Citrus Essential Oils Volume (5) – (Article 5 of 5)Magalies Citrus
by Dr. Marli Botha
If you’ve ever found yourself marvelling at the citrusy aroma of Earl Grey tea, the bergamot orange, which turns from green to yellow when ripe, is simply way too bitter to eat raw! But the fruit’s rind produces a fragrant and flavourful oil that can be used for cooking as well as scenting skin and haircare products. Bergamot, named after Bergamo, Italy, also has potential health benefits.
Here are 4 facts about bergamot essential oil:
- Many essential oils can be added to scent hair conditioners or other haircare products, and bergamot is no exception. Although only studied in animals, bergamot does show potential to promote hair growth. One small study showed an increase in collagen production and hair growth when bergamot extract and boxthorn were applied to mice for 42 days—though it’s unclear whether it was the bergamot or boxthorn working, so more research needs to be done here!
- Adding Bergamot oil to regular black tea resulted in the creation of the popular Earl Grey tea.
- The main chemical constituents of Bergamot Essential oil are: Limonene, Linalyl Acetate, Linalool, Pinene, Bergaptene, Terpineol, Nerol, Neryl Acetate, β-Bisabolene, Geraniol, Geraniol Acetate, and Myrcene.

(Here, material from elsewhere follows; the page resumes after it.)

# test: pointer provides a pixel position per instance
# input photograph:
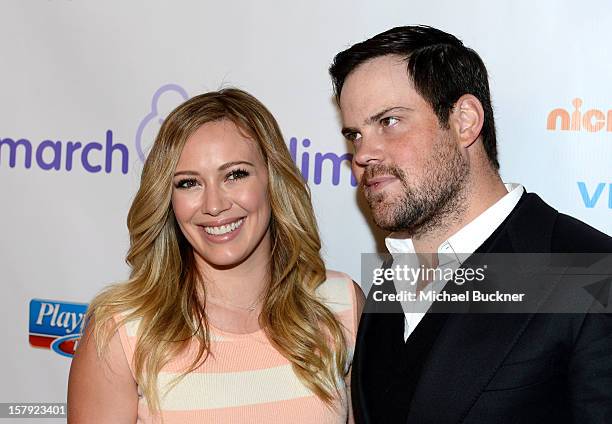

- In aromatherapy, Bergamot acts as a natural perfume and a non-toxic air freshener that creates a relaxing atmosphere and deodorizes unpleasant scents. When diffused, its carminative properties offer relief to the digestive system. It can be added to natural homemade scented cosmetics, candles, and soaps.
It is important to mention that no food is meant to be a cure-all for any condition, though there are certainly health and skin benefits contained within them. The one thing you should always do before using a new skincare product is to do a patch test to look for allergies and sensitivities.